Duhai putra Abdullah, saat itu engkau sedang bersujud, lalu cucu kinasihmu, Hasan dan Husain berlari menuju dirimu. Putra Azzahra itu bergantian menunggangimu, menganggapmu kuda. Mereka tertawa riang di atas punggung yang pernah ke sidratul muntaha. Engkau memilih memperlama sujudmu. Para sahabat gelisah, khawatir sesuatu terjadi pada dirimu, atau wahyu sedang turun kepada dirimu, wahai Laki-Laki yang Berwajah Purnama. Sujudku lama yang tak biasanya semata-mata agar cucuku itu puas menunggangiku, demikian engkau menjawab pertanyaan para sahabatmu. Siapa mencintaiku, maka cintailah kedua anak ini. Engkau melanjutkan sabda muliamu.
Duhai Lelaki Pembawa Kabar Gembira, kedua cucu kinasihmu mengitarimu saat engkau shalat, engkau merelakan dirimu digelayuti mereka, engkau merenggangkan rukukmu agak lebar agar Hasan dan Husain bisa bermain-main di bawahnya, lalu saat dirimu bersujud, mereka bergantian menaiki punggungmu. Engkau menahan sujudmu agar semata-mata mereka puas bermain dengan tubuh muliamu.
Duhai Lelaki Yang Senantiasa Tersenyum, saat itu Hasan dan Husain memintamu menjadi kuda mainan. Engkau mengiyakan dengan gembira. Lalu keduanya bergantian menunggangimu. Tawa cucu yang riang membuatmu bahagia hingga Umar, sahabatmu yang mulia, merasa perlu berkomentar, duhai putra putra Ali, alangkah mulia kuda tunggangan kalian. Dengan tersenyum, engkau pun menjawab, sebaik-baik penunggang kuda adalah mereka berdua.
Duhai putra wanita mulia Aminah, menjelang shalat engkau memomong Umamah bin Abd Al-Ash, cucu kinasihmu yang lahir dari rahim Zainab. Agar tak menangis, engkau menggendongnya sambil shalat, lalu meletakkan balita ini di sampingmu saat engkau bersujud, kemudian menggendongnya kembali saat engkau berdiri dalam shalat.
Duhai Lelaki Pemilik Hati yang Peka, engkau sedang memimpin shalat sampai terdengar tangisan seorang anak. Engkau, utusan Allah, memilih mempercepat shalat agar ibunya tidak terganggu tangisan buah hatinya.
Duhai Lelaki Pemberi Syafaat, bersama beberapa sahabat, engkau berkunjung ke rumah shahibul bait yang mengundangmu makan bersama. Di tengah jalan, engkau melihat Husain bermain-main di tengah jalan.
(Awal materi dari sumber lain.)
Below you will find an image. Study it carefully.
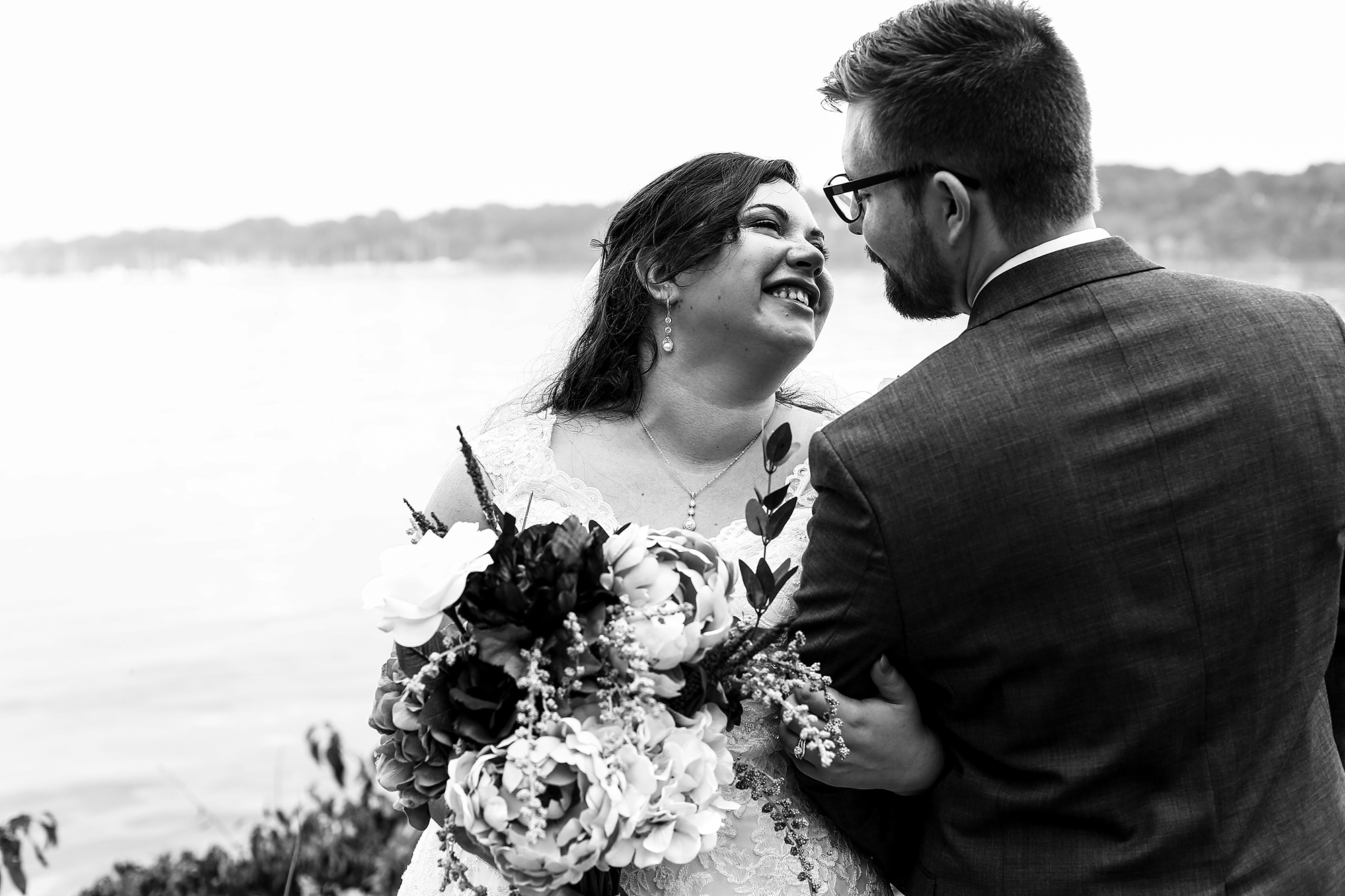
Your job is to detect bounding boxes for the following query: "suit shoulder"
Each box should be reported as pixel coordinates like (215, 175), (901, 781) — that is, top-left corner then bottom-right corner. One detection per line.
(1108, 268), (1337, 316)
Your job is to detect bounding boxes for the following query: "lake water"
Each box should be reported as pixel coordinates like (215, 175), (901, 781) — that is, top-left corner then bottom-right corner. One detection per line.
(0, 263), (1345, 896)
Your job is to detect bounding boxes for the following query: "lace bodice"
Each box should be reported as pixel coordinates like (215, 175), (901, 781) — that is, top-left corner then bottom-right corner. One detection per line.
(399, 414), (892, 896)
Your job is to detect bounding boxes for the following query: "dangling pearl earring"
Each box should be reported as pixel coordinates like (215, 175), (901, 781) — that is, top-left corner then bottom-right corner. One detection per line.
(663, 297), (672, 352)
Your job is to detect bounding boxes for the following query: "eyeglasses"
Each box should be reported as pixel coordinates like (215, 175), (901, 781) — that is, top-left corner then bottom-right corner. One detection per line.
(822, 164), (981, 223)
Melihat cucu kinasihmu ini, engkau pun menghampirinya dengan membuka kedua tanganmu untuk menyambut putera Ali itu. Husain berlarian kesana-kemari hingga engkau, wahai Rasulullah, berhasil menangkap bocah lincah itu. Engkau memegang dagu cucumu, sedangkan tanganmu yang lain mengelus-elus kepalanya. Lalu, dengan kasih sayangmu, engkau memeluk Husain, pemuka para pemuda surga itu. Husain merupakan bagian dariku, dan aku bagian dari Husain, semoga Allah mencintai Husain, Husain adalah salah satu keturunanku. Demikian sabdamu di hadapan para sahabatmu yang mulia.
Duhai Laki-Laki Berhati Samudera, engkau menyayangi Usamah bin Zaid bin Haritsah, sebagaimana engkau mengasihi Hasan-Husain, dua permata hati Azzahra. Engkau menaunginya dengan cinta, hingga pada suatu ketika bocah Usamah tergelincir di depan pintu rumahmu. Engkau tergopoh-gopoh menyongsongnya, mendudukkannya di pangkuanmu, mendiamkan tangisnya. Ketika kening Usamah mengucurkan darah, dengan kasih sayangmu, engkau rela menyesap darah luka tersebut, kemudian meludahkannya. Kami iri kepadamu, wahai Usamah al-Hibb ibn al-Hibb, kekasih putra kekasih.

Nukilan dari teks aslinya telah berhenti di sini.